A última fiscalização feita pela Prefeitura abrangeu aproximadamente 15 mil residências localizadas nas vilas da região. Deste total, foram identificadas cerca de 1.800 sem ligação com a rede de esgoto, ou seja, 12% das casas estavam irregulares. Os fiscais teriam notificado os moradores para que o problema fosse corrigido e, agora, devem voltar até estes imóveis para fazer uma verificação.

As informações constam na ata da audiência pública sobre o Lago de Olarias, realizada ainda na semana passada, mas publicada em Diário Oficial do Município nesta quarta-feira (7).

Junto ao despejo irregular de dejetos nas águas, a qualidade da água esteve entre os questionamentos aos representantes da Prefeitura. Sobre este assunto, o secretário do Meio Ambiente, Paulo Barros, “afirmou que foi iniciada uma série histórica de monitoramento dos indicadores de qualidade e disse que a Bacia de Olarias tem 85% de coleta de esgoto feita pela Sanepar”.

Segundo o representante da companhia no evento, Fabiano Oroski, “o Arroio de Olarias possui classificação 2, de acordo com a Resolução 357/2005 do Conama”. A classificação seria considerada boa e seria a mesma do Rio Tibagi. Apesar disso, a Sanepar informou ao Jornal da Manhã e Portal aRede que, no momento, não possui estudos especificamente as águas represadas na primeira barragem do Lago de Olarias.

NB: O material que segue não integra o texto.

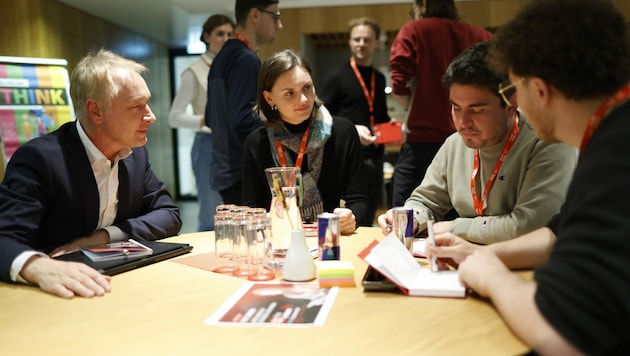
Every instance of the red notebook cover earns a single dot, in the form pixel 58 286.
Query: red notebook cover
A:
pixel 388 132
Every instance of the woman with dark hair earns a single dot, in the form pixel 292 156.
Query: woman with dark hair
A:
pixel 300 132
pixel 193 90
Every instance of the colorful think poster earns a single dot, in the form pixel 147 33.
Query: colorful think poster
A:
pixel 34 99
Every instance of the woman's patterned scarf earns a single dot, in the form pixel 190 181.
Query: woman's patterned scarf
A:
pixel 321 129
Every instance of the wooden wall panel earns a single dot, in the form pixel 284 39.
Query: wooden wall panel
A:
pixel 49 29
pixel 483 13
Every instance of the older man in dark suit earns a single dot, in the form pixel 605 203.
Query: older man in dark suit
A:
pixel 87 183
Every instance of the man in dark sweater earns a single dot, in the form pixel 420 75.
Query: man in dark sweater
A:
pixel 356 91
pixel 232 93
pixel 575 89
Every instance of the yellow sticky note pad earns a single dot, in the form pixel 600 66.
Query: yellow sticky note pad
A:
pixel 335 274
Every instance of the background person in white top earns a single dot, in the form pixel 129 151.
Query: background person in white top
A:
pixel 193 90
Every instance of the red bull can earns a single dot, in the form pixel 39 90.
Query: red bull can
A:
pixel 402 226
pixel 328 236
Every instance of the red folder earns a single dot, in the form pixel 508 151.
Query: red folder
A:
pixel 389 133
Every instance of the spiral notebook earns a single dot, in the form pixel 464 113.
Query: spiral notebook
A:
pixel 161 251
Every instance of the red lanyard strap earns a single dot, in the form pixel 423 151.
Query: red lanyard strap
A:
pixel 478 203
pixel 300 156
pixel 369 95
pixel 593 122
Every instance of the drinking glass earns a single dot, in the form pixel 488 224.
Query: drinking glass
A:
pixel 223 243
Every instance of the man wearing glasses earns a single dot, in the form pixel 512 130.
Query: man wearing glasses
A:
pixel 569 61
pixel 500 179
pixel 232 92
pixel 419 55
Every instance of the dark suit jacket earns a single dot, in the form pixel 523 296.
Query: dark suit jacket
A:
pixel 49 197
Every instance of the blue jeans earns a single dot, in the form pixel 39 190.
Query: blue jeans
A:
pixel 201 155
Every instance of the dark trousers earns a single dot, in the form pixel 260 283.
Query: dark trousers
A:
pixel 373 170
pixel 412 164
pixel 233 194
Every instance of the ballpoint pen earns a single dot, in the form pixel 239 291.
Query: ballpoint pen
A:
pixel 431 239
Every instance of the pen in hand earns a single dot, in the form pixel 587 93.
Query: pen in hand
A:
pixel 431 239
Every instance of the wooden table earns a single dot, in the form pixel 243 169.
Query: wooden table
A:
pixel 160 310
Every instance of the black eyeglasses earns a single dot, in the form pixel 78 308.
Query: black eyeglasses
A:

Na última terça-feira (6), o assunto chegou a ser discutido em uma reunião entre a Sanepar e a Secretaria Municipal de Meio Ambiente. Conforme a concessionária, a análise da água poderá ser feita pela Prefeitura em parceria com a Universidade Estadual de Ponta Grossa (UEPG).

Mesmo sem um laudo a respeito da qualidade da água, a Prefeitura tem orientado a população a não entrar na água nem realizar atividades de pesca no local, como foi flagrado pelo JM na última semana. A intenção é que o lago seja uma obra exclusivamente para contemplação. O próximo são as obras de paisagismo.